Merz also rejected arguments that death by lethal injection, Ohio’s form of execution, is unconstitutional.
The court had partially granted Hand’s 2007 request to compel members of his previous legal team, including local attorneys Terry Sherman and Richard Cline to testify. That testimony took place in hearings on Feb. 11 and 12, 2010.
However, Merz found that Hand’s defense had been legally sufficient.
Hand’s legal team plans to object to the magistrate’s latest recommendation, Cincinnati-based defense attorney Jennifer M. Kinsley said in Wednesday court filing.
Hand’s lawyers have until June 13 to file those objections.
Once the magistrate makes a final recommendation, Hand’s lawyers will object again, Kinsley said in an email to the Gazette. Once that recommendation is vetted, the U.S. judge that supervises the magistrate will make a ruling.

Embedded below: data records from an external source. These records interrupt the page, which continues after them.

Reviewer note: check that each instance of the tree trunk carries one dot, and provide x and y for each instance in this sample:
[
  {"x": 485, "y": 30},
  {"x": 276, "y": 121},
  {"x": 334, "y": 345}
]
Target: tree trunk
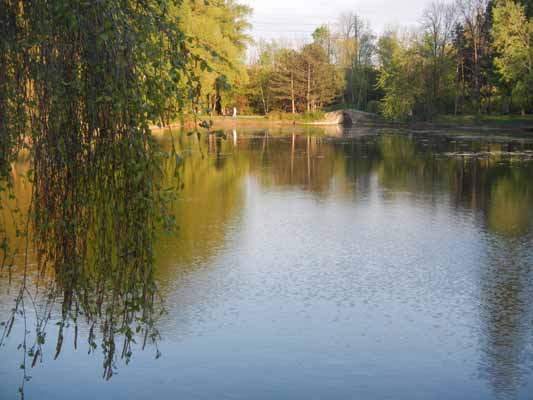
[
  {"x": 308, "y": 87},
  {"x": 293, "y": 100}
]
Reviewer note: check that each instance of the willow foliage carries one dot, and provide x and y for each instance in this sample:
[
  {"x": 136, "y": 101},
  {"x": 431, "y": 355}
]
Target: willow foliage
[{"x": 81, "y": 82}]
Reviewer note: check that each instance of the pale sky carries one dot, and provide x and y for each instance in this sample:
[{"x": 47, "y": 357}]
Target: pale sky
[{"x": 297, "y": 19}]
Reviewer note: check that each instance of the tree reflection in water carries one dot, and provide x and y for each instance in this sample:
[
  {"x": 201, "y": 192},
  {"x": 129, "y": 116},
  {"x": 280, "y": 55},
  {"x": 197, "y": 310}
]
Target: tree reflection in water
[{"x": 90, "y": 227}]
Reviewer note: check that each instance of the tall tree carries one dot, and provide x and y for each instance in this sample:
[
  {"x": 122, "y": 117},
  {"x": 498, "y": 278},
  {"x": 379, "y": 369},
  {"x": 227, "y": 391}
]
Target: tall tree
[
  {"x": 438, "y": 23},
  {"x": 356, "y": 49},
  {"x": 513, "y": 41},
  {"x": 474, "y": 19}
]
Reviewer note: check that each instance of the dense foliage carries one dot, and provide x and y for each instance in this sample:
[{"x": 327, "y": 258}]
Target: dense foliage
[{"x": 466, "y": 57}]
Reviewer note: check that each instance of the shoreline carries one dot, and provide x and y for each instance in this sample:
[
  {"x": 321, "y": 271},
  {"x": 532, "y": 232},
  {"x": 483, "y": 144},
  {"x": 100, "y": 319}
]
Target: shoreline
[{"x": 508, "y": 125}]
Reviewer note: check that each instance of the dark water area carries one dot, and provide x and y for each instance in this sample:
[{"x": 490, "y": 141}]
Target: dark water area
[{"x": 311, "y": 264}]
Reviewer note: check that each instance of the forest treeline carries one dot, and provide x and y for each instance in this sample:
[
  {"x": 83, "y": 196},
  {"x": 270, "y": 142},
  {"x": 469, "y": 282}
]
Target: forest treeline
[
  {"x": 465, "y": 57},
  {"x": 67, "y": 61}
]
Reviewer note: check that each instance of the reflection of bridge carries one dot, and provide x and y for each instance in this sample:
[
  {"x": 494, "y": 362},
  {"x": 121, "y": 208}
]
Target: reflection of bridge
[{"x": 345, "y": 117}]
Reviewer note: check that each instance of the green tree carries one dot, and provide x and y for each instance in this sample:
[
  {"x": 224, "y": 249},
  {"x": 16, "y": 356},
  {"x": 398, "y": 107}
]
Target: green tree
[{"x": 513, "y": 41}]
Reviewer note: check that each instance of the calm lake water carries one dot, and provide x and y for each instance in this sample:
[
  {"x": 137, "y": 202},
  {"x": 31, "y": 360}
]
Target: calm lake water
[{"x": 366, "y": 264}]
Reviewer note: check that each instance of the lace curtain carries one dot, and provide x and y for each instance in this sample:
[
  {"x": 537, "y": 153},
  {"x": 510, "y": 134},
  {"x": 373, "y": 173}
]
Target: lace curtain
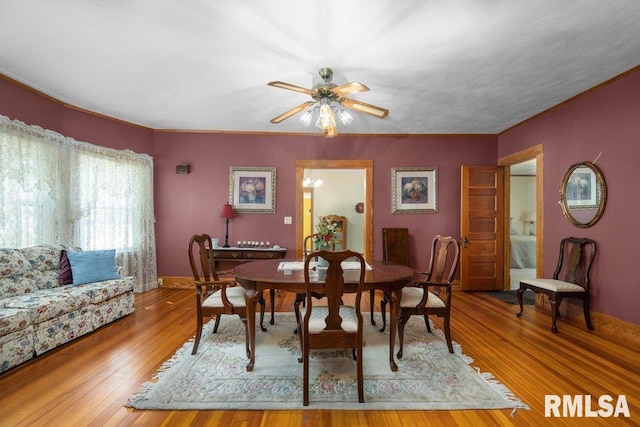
[{"x": 55, "y": 189}]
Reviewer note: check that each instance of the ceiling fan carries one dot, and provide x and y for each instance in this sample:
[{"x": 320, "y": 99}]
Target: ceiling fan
[{"x": 324, "y": 94}]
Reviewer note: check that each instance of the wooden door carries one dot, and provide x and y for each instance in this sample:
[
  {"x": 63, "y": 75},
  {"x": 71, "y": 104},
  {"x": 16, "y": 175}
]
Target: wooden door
[{"x": 481, "y": 255}]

The latest step in the process could take anywhere from a few months to a year, Kinsley said.
Hand, 62, has been in prison since June 2003. A Delaware County jury convicted him in the 2002 murders of his fourth wife, Jill Hand, 58, and a friend, Walter Welch, 55, and sentenced him to death.
Hand has no current execution date. At one time, he was scheduled to be executed on April 25, 2006, but a judge postponed that date as the appeals process plays out, according to court records. The average death row inmate in Ohio waits 13 years before he or she is executed.
Hand arranged for Welch to kill his fourth wife at the Hands’ Delaware County home, prosecutors argued in 2003. However, he then shot them both, killing them. Hand’s conviction was the first Delaware County death penalty conviction in recent memory.
The A&E cable television network portrayed Hand’s case as “The Black Widower” in 2004. During the trial, witnesses testified Welch had helped Hand kill his first two wives in Columbus. The two men split the resulting life insurance windfall, prosecutors argued.